Когда он толкнул дверь в гостиную, та громко скрипнула, заставив его отскочить в сторону, так, на всякий случай. Ничего не произошло, и он метнулся в комнату. Вид с этой стороны окна был ничуть не лучше, чем с той. Здесь, в углу, на полу сидели Мартин и Дженни, связанные спиной к спине, как рождественские индейки. Их бледная кожа покрылась мурашками, а волосы на руках встали дыбом, словно по ним прошел разряд тока. Со своего места он не мог видеть лицо Мартина, но зато видел Дженни. Ее рот был заклеен чем-то вроде розовой липкой ленты, глаза широко распахнуты, не столько от боли или шока, как решил Ричард, сколько от легкого смущения, вызванного ее затруднительным положением.
Он прокрался внутрь, все еще опасаясь, что Риззоли где-то поблизости, а затем просигнализировал вопрос Дженни, для подстраховки. Она покачала головой, насколько смогла, и он быстро подошел к связанной паре. На лице Мартина не отражалось ни капли смущения, а в широко распахнутых глазах определенно горело возбуждение. Рот его тоже был заткнут, но при помощи тонкого черного ремешка, застегнутого на затылке и крепящегося к чему-то вроде красного мячика между губами. К вопросу о мясных аналогиях, подумал краснеющий Ричард: Мартин походил на молочного поросенка.
Мартин согнулся, выставив челюсть, словно у него заложило уши, и выпихнул шарик на подбородок. Ричард понимал, что наблюдает за всем этим с неприкрытым отвращением, но сейчас ему было не до светских любезностей. Выпихнув шарик, Мартин удовлетворенно вздохнул.
— Ричард, — произнес он, оглядывая того с головы до ног, — на кого ты похож?

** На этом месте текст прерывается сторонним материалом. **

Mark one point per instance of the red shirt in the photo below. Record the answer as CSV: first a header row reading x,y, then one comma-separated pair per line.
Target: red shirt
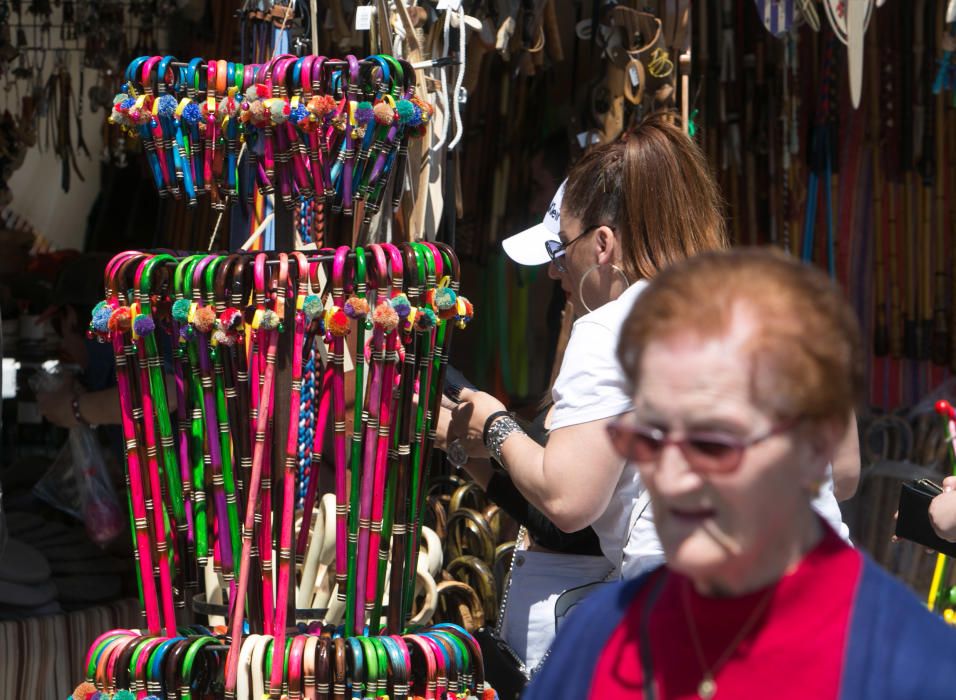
x,y
796,648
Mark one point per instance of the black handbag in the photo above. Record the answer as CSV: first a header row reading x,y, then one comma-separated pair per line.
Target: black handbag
x,y
912,522
504,670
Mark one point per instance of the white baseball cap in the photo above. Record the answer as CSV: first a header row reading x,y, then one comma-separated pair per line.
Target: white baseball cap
x,y
527,247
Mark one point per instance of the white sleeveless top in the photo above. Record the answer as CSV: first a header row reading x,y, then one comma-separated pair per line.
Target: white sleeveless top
x,y
591,386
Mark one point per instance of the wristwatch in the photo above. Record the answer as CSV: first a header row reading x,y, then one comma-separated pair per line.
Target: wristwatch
x,y
499,429
457,454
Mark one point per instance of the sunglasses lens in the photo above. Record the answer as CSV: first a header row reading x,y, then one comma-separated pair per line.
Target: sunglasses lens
x,y
645,448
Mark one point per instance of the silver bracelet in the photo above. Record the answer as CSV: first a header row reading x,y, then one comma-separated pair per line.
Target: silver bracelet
x,y
498,432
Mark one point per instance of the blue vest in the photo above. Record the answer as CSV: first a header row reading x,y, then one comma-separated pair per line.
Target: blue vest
x,y
896,650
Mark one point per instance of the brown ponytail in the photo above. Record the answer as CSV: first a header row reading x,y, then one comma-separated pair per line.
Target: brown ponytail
x,y
654,188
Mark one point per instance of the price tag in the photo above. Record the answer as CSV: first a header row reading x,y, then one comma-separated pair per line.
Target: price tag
x,y
363,17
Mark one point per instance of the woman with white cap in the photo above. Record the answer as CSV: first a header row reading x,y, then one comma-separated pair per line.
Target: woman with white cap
x,y
628,209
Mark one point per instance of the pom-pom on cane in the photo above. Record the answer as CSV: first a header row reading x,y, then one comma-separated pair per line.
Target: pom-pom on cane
x,y
443,301
384,114
464,312
426,319
204,320
230,319
258,114
278,110
405,111
191,113
143,325
181,310
364,113
101,317
166,106
298,114
220,337
356,308
120,320
83,691
322,105
385,317
336,322
312,306
270,320
401,304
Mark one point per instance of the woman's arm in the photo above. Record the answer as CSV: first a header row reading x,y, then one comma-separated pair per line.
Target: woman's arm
x,y
942,511
570,481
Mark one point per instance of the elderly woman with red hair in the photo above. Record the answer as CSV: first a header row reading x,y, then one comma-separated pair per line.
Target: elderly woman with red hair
x,y
744,367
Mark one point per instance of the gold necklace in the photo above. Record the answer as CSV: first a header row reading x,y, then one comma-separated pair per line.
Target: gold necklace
x,y
707,688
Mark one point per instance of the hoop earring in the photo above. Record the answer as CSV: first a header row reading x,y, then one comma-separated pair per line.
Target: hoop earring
x,y
595,266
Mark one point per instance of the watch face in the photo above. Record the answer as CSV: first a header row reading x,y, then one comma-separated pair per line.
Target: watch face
x,y
457,454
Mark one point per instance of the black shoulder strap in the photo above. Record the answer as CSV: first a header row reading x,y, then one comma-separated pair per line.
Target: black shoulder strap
x,y
647,663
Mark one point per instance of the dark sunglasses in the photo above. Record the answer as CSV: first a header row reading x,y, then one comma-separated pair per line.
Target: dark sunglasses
x,y
706,452
556,248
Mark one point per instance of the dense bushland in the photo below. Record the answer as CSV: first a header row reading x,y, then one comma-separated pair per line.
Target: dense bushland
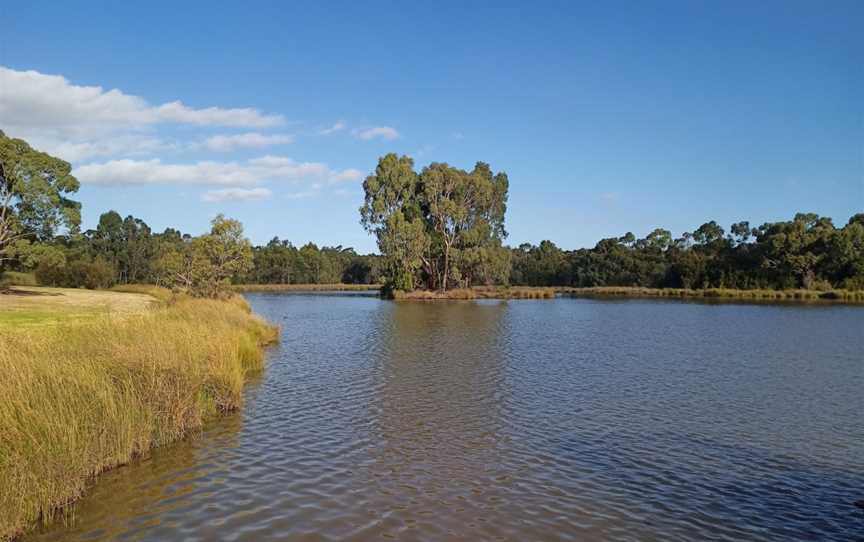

Ричард всегда самым тщательным образом старался подготовиться к любым случайностям. Он не имел склонности к спонтанным решениям или действиям по наитию — может быть, именно это стало причиной нынешнего плачевного состояния его брака, — но буквально ничто в мире не могло подготовить его ни к этой ситуации, ни к этому вопросу. У него чуть земля не ушла из-под ног. Он замер, пытаясь каким-то образом осознать вопрос Мартина, и в этот момент краем глаза уловил свое отражение в ростовом зеркале на двери. Одетый в черное, с вязаной шапочкой не по размеру на макушке и лицом, вымазанным какой-то грязью, он совершенно точно мог вызвать вопросы у обычного прохожего. Но, господи помилуй, для половинки связанного латексом бутерброда из двух пухлых извращенцев, да еще и с зажимами для бумаг на сосках, комментировать чей-то выбор вечернего наряда было верхом наглости. Ему нестерпимо захотелось снова сунуть красный шарик Мартину в рот.

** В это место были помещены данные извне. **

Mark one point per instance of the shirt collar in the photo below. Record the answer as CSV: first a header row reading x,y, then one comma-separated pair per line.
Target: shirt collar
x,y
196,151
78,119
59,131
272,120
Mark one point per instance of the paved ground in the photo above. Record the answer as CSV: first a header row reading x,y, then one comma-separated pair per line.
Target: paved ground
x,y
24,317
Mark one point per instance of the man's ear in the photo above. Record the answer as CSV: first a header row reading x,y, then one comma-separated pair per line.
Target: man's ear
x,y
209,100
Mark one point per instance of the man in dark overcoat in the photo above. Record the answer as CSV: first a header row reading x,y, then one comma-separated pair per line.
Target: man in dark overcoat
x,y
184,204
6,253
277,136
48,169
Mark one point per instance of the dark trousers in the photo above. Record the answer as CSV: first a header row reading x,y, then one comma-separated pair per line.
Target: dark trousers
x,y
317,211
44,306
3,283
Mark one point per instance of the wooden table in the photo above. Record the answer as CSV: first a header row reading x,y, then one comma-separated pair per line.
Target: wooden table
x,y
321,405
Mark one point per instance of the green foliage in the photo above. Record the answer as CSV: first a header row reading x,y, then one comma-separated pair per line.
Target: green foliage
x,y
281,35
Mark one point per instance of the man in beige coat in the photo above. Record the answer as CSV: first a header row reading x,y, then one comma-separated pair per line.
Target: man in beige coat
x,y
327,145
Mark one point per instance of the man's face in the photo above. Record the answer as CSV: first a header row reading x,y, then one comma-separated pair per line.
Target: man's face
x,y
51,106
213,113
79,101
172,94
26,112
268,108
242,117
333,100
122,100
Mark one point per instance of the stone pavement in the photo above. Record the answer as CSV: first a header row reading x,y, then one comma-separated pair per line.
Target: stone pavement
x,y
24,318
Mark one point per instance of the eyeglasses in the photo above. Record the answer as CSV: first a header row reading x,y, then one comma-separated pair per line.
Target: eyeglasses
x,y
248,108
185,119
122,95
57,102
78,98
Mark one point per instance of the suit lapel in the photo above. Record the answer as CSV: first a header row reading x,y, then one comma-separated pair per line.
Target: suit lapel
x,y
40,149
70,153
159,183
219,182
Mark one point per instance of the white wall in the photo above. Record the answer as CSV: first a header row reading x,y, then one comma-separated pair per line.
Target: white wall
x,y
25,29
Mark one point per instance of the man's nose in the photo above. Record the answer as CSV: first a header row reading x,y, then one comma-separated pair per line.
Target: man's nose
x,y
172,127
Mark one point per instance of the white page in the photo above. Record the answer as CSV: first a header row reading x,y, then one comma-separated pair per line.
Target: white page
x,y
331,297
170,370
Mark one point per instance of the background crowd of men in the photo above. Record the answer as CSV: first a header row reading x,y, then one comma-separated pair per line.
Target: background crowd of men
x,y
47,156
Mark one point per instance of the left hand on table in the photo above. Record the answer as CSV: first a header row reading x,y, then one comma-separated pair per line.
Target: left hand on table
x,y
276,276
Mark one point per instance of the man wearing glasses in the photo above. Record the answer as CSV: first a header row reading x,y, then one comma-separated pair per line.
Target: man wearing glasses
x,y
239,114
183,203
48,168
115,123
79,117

— Что случилось? — спросил Ричард некоторое время спустя, проигнорировав вопрос, который — он был в этом уверен — как и многое из этого вечера, будет преследовать его вечно.
— Извини, Ричард, что ты сказал?
Тут Ричард с тоскливой безнадежностью понял, что его глиняная маска затвердела, губы больше неспособны свободно двигаться и потому он разговаривает как плохой чревовещатель. Он закатил глаза и всплеснул руками.

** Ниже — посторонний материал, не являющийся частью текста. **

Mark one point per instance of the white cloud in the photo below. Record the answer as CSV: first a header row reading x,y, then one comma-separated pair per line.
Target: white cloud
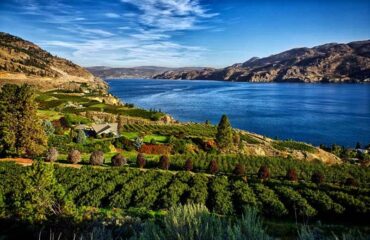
x,y
112,15
141,35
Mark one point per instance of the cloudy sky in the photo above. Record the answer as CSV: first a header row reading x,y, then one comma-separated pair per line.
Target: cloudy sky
x,y
178,33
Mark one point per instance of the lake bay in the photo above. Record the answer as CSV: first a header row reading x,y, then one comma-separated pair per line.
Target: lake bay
x,y
314,113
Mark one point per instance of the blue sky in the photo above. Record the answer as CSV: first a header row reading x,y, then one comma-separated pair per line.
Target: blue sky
x,y
179,33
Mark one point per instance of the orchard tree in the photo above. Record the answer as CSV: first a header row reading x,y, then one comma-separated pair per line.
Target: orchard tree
x,y
51,155
118,160
74,156
140,160
40,196
224,136
213,167
97,158
21,131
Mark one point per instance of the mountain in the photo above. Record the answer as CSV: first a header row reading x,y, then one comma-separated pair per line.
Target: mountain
x,y
331,62
22,61
133,72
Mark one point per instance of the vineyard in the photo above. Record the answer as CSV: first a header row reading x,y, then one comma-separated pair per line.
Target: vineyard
x,y
191,129
278,166
128,188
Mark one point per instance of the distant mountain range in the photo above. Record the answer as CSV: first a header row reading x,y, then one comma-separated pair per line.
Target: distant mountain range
x,y
134,72
22,61
331,62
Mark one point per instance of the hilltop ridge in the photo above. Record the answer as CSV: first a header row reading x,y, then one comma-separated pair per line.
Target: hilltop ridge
x,y
22,61
331,62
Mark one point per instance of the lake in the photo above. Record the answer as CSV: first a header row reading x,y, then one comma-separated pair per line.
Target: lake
x,y
314,113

— Ч… о сл… ч… л… сь? — выделил он. — …рости…энни, — и нагнулся, пытаясь отклеить ленту от ее рта.
— Отрывать нужно резко, старик, — посоветовал Мартин через плечо, — ей так больше нравится.
Ричард отвел глаза, срывая ленту. Дженни взвизгнула от удовольствия, и Ричард, не удержавшись, хмыкнул, точнее, попытался.
— Говорил же, — сказал Мартин, словно давал советы по замене колеса.
— Т… к ч… о сл… ч… л… сь? — Ричард уже не пытался скрыть нетерпение.
— Ну, у нас был чудесный вечер, да, милая?
— Чудесный, — подтвердила Дженни, поджимая губы, чтобы немного их размять.
— Мы играли в шарады. Это была идея Дженни, нашей зажигалочки. Пришла ее очередь, я про эту Риззоли, и она загадала совсем простую шараду. Они вроде как сказали, что хотят играть на французском, чтобы подучить язык, но серьезно: «большое поле»? В общем, я же говорил, слишком просто. Большое поле? Даже не книга или вроде того?
Во время этого объяснения Ричард старательно шевелил губами и челюстью, чтобы вернуть себе способность свободно разговаривать.
— Граншо[56], — произнес он медленно, но, к счастью, чисто.
Дженни дернулась, как будто хотела указать на свой нос и на Ричарда, но веревки ей не позволили.
— Да, именно, Ричард! Тогда-то я и вспомнила, что мсье Граншо снова забронировал комнату, на нынешнюю ночь. Он прибыл после обеда, да, дорогой?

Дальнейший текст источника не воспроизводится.